Wing Sheung Chan

The Large Hadron Collider and the ATLAS detector 35 Figure 2.4.: A schematic illustration showing a sector of a cross section of the ATLAS detector and how different particles are typically detected [69] . In Run 2, the LHC delivered pp collisions at a rate of 40 million bunch crossings per second. With such a rate, it is practically impossible to process and store all of the data collected. Because of this, the ATLAS detector has a trigger system that decides what data are necessary for analysis and should therefore be kept for further processing, while discarding the rest to save the data processors and storage from being flooded by the overwhelming amount of data. 2.2.3. The inner detector The inner detector (ID) is the innermost subsystem that records trajectories of charged particles as “hits”, which are then reconstructed as “tracks”. The ID is placed closest to the collisions, so that it can precisely determine the interaction vertices.
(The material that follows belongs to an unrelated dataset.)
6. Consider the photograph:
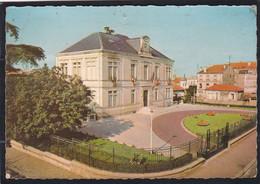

Since the main purpose of the ID is not to measure the energies of particles, it is designed to work with a minimal amount of material that particles can interact with, so that the energies of the particles are mostly unaltered when they leave the ID and enter the calorimeters. The ID consists of four subdetectors: the insertable b -layer (IBL), the pixel detector (Pixels), the semiconductor tracker (SCT) and the transition radiation tracker (TRT). Cutaway views of the ID are illustrated in Figure 2.5.